结果身后又传来一句“等等”,他无奈转身,立在风雪里等他的同窗。
陆双楼两步跨到他面前,用这辈子都不曾有过的认真的语调说:“我有句话一直没找到机会告诉你。”
从他娘过世开始,他觉得只要报了仇,叫他立刻死去也无所谓,反正活着也没什么意思。
生与死从来不在他恐惧的范围里。但在大雪那天,他确实地感觉到了别的东西,令他眷恋,令他体悟到这人世间还有值得他留下来的意义。

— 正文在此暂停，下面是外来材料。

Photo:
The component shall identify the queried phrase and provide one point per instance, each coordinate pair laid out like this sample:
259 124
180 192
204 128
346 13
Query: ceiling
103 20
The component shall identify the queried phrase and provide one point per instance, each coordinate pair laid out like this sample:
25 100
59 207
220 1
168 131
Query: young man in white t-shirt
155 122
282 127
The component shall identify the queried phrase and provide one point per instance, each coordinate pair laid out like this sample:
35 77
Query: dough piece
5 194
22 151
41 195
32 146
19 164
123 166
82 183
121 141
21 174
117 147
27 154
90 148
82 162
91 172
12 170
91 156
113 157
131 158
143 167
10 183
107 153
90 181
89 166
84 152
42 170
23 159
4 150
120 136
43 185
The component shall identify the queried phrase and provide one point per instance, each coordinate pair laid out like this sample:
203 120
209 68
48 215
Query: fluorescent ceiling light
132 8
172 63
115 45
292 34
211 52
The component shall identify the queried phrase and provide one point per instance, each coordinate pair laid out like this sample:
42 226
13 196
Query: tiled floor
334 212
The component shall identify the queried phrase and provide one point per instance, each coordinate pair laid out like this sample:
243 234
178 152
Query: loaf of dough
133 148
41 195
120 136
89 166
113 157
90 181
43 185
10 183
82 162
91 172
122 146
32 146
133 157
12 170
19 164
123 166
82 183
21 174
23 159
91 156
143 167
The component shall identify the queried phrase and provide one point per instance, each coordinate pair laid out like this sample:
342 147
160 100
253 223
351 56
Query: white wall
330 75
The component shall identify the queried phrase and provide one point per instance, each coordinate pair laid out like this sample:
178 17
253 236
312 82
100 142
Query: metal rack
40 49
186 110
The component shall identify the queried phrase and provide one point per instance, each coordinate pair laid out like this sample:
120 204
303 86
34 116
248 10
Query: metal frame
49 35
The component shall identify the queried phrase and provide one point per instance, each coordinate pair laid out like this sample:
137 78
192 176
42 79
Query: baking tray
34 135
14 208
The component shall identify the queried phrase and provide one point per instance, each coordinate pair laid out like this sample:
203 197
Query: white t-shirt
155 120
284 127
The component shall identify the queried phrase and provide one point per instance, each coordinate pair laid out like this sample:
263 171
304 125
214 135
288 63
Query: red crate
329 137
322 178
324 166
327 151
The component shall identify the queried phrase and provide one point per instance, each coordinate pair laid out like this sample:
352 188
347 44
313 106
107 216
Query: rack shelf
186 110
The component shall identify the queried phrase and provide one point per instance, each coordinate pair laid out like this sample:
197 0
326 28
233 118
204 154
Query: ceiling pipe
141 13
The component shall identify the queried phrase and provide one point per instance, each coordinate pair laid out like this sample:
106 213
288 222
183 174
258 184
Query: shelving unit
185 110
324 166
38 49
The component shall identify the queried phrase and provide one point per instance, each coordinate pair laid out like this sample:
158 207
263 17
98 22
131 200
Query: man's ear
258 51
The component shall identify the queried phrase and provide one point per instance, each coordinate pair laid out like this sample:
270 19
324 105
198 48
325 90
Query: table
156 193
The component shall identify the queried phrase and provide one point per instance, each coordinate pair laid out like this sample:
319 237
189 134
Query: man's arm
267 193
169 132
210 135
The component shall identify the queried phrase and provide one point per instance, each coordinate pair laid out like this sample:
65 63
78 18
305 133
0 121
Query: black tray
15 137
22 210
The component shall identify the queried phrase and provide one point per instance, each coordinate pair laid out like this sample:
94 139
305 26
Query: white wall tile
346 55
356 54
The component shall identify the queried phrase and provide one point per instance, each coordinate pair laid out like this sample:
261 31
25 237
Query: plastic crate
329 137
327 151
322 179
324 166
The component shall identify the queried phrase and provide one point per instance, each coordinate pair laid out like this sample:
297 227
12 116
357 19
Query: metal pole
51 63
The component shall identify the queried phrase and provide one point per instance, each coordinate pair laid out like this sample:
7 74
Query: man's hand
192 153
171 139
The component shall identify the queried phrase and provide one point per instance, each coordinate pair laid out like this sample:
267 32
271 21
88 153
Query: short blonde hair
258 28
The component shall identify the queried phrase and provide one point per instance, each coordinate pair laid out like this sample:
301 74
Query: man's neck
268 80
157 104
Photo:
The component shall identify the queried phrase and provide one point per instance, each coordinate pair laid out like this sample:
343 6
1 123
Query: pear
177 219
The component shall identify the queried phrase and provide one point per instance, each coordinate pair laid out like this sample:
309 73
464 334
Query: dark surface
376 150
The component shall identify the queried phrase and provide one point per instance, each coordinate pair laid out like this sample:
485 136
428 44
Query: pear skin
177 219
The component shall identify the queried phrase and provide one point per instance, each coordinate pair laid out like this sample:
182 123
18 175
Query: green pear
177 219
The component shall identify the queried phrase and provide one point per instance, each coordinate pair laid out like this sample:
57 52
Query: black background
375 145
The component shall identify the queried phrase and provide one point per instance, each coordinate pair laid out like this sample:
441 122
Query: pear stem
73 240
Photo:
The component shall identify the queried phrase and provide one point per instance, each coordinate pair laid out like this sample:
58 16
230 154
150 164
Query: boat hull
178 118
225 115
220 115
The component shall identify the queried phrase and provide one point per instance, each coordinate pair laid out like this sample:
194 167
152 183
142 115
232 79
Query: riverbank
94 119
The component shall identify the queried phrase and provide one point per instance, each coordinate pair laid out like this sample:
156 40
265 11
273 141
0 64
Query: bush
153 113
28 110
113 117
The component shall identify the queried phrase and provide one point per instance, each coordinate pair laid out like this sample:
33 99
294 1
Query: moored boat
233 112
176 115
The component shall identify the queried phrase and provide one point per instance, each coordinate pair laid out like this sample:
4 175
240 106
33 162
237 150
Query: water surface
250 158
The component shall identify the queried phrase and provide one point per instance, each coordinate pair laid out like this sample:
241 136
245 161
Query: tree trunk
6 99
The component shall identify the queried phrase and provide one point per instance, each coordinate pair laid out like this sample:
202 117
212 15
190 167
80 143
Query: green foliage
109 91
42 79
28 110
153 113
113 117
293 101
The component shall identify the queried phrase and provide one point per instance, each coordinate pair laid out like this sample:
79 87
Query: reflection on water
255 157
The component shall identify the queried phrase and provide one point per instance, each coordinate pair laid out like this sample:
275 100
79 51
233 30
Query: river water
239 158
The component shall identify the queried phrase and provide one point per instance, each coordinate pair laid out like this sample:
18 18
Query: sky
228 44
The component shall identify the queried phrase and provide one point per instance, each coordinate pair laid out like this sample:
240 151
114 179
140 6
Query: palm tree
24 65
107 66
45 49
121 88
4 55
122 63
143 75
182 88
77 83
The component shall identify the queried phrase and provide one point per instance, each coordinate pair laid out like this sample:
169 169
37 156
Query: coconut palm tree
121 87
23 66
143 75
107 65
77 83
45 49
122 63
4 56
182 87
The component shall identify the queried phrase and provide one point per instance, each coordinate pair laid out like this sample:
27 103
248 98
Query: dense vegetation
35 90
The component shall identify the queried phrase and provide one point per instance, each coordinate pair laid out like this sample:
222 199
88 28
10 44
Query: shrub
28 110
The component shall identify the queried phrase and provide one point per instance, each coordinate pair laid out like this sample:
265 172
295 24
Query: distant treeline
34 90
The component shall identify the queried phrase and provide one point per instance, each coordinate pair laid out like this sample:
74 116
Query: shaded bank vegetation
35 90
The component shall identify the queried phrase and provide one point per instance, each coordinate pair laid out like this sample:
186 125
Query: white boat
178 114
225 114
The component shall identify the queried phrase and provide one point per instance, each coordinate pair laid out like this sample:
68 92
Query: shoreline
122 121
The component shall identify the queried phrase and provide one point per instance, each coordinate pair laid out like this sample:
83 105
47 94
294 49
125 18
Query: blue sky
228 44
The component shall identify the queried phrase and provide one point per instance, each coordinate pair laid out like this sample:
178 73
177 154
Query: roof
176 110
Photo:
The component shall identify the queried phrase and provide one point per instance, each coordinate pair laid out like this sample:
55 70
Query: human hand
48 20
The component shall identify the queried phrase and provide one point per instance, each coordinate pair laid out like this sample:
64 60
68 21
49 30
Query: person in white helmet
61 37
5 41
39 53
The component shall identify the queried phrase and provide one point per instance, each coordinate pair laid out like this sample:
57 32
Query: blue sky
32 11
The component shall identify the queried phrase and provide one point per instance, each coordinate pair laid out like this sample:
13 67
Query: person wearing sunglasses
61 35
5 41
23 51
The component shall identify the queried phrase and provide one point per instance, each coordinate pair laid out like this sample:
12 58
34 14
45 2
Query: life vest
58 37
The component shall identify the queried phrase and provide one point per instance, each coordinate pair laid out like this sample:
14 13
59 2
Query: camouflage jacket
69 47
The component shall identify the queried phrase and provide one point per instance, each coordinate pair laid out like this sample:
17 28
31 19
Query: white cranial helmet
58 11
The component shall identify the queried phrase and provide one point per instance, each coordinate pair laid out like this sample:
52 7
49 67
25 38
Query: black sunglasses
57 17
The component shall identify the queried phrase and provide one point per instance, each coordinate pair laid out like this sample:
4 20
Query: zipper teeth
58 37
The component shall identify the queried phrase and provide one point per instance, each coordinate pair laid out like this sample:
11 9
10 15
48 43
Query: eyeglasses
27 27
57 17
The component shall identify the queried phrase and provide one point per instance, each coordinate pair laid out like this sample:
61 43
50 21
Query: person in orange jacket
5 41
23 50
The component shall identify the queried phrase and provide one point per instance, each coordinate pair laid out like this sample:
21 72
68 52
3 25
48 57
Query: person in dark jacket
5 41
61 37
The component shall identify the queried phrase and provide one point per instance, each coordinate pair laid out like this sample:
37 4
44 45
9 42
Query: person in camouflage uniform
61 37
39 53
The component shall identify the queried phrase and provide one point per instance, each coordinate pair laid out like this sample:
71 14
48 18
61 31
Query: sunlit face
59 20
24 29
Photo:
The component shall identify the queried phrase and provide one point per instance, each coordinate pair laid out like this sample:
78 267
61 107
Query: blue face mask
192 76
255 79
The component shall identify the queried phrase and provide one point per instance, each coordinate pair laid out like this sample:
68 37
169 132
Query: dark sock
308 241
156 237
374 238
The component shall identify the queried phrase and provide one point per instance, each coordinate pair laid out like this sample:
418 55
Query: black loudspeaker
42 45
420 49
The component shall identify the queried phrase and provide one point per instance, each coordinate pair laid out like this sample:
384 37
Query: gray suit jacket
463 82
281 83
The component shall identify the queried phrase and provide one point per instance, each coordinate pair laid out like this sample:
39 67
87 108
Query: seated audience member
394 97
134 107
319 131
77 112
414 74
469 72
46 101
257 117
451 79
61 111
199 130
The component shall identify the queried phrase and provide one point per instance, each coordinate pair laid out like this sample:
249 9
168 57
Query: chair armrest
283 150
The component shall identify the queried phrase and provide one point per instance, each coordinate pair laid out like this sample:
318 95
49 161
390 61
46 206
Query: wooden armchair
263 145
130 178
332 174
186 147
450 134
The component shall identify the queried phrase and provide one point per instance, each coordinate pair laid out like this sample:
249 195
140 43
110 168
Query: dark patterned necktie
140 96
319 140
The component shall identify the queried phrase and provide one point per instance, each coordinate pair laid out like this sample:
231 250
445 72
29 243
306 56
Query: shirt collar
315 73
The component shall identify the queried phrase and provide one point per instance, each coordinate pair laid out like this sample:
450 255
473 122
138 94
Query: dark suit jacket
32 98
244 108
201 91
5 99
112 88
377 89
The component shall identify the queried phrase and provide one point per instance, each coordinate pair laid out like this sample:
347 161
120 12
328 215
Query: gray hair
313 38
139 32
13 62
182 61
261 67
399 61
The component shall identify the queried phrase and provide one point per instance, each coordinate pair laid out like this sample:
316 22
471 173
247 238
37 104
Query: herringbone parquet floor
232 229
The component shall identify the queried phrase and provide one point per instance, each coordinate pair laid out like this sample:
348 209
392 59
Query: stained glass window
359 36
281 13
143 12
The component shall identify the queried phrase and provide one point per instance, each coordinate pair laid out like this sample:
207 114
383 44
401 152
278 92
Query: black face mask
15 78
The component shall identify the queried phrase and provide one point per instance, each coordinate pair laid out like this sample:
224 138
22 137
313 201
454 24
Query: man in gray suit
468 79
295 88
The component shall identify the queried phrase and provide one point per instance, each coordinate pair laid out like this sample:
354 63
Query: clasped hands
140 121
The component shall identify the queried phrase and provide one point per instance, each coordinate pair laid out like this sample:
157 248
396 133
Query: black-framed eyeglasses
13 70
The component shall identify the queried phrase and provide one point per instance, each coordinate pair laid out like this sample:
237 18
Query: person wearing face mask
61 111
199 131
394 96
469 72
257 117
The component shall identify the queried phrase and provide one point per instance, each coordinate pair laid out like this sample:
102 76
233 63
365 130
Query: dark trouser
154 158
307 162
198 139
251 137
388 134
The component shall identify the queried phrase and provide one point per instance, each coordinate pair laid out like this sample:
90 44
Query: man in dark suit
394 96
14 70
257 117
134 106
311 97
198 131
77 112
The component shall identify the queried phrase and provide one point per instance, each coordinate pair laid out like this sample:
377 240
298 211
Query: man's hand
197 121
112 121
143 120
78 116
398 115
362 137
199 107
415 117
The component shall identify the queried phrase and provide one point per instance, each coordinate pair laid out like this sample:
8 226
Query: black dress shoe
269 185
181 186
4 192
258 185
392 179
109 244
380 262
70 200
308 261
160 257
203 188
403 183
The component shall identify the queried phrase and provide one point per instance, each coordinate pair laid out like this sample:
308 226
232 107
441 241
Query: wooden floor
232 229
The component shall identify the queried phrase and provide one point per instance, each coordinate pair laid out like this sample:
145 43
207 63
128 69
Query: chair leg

他张开双臂,把贺今行拥进怀里,“谢谢你啊,让我觉得活着真好。”
“你我同窗一场,我总不能丢下你不管啊。”贺今行也抬手回以拥抱,叹道:“不管怎样,这个世界总是好的比坏的多,人生很长,你大可以慢慢地看。”
“嗯。”陆双楼在他耳边说:“我记住了。”
那声音太轻太淡,但贺今行总觉得仿佛住进了自己耳蜗,直到他飞出一两里,仍在回响,风声雪声都盖不住。
他想了一会儿这种奇妙的感觉,突然想摸摸自己的额头。但风大雪大,他赶着时间奔往殷侯府,始终没有腾出手。
崇华殿前的广场上排开两排灯笼,身着各色官袍的官员带着自己的家人往宫门走。